Zed, developed by the creators of Atom and Tree-sitter, aims to be the new IDE that will take VSCode’s place as the king of code editors.

The developers of Zed who made Atom were the ones that made Electron.js -previously Atom Shell-, the framework that powers VSCode, and the source of its performance issues (:

It was recently open-sourced, and it provides a set of powerful features out of the box, including:

Incredible Speed

Zed can outperform lightweight editors like Sublime Text as shown in this benchmark, and performs nearly twice as fast as VSCode:

Bechmark provided by Zed Industries

The unique performance of Zed can be attributed to two main reasons:

  • Zed is built with Rust, using a new specifically-made framework called GPUI that leverages the power of your GPU, which results in great speed and reliability.
  • Another feature that makes Zed so performant is its ability to leverage multiple cores with multithreading. It achieves that by using Conflict-Free Replicated Data Types or CRDTs, you can read more about them from this article I wrote some time ago.

Seamless Collaboration

Another feature where Zed shines at is its powerful collaboration tooling.

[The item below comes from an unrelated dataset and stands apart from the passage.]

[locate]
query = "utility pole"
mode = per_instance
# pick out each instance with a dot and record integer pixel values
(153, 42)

Zed uses CRDTs to support real-time code collaboration out of the box, as well as an integrated chat interface for an enhanced experience.

Integrated Intelligence

Zed comes with built-in support for GitHub Copilot, as well as an integrated assistant with ChatGPT-3.5 or GPT-4 that enables you to write and refactor large amounts of code in seconds.

In The Box

Some additional cool features of Zed include:

  • Language-awareness by maintaining a full syntax tree for every buffer as you type, add to that support for Language Server Protocol (LSP) and you have precise code highlighting, powerful autocompletion, and seamless code navigation, amongst other benefits.
  • Full-featured integrated terminal giving you shell access directly from your editor.
  • Built-in Vim mode and VSCode style default bindings to speed your coding abilities from the start.
  • A variety of light and dark themes to choose from to make the editor feel yours, as well as a promised way of creating and loading custom themes closer to Zed 1.0.
  • A CLI tool that can installed directly from the editor for opening files and projects from the terminal.

These are not all the features Zed has to offer, you can check more of them at their website.

Drawbacks

Being in beta, Zed has some issues currently, like:

  • Bugs, of course.
  • Not completely polished typing experience.
  • Currently only downloadable on Mac devices, but support for Windows and Linux is coming.
  • No current way of creating or using extensions, but coming in future versions.
  • Lack of some features you might be familiar with if you have used VSCode, like built-in source control, debugging and testing panel, and file outline.

A lot of these issues that Zed has now, are usually normal for a beta product, and hopefully, most of them will get fixed even before 1.0.

#2: Pictures

OK, enough talking, let’s look at the actual editor:

Zed’s editor interface
Zed’s integrated terminal
Zed’s command palette
Zed’s assistant
Zed’s collab and chat panels
Zed’s diagnostics tab
Zed’s default key bindings

#3: Conclusion

Zed is an IDE unique in its performance, features, and power, and even while it is still in beta, it is an impressive tool to work with, and I bet on it getting more features in the future that would make it a strong rival to the widely-used VSCode.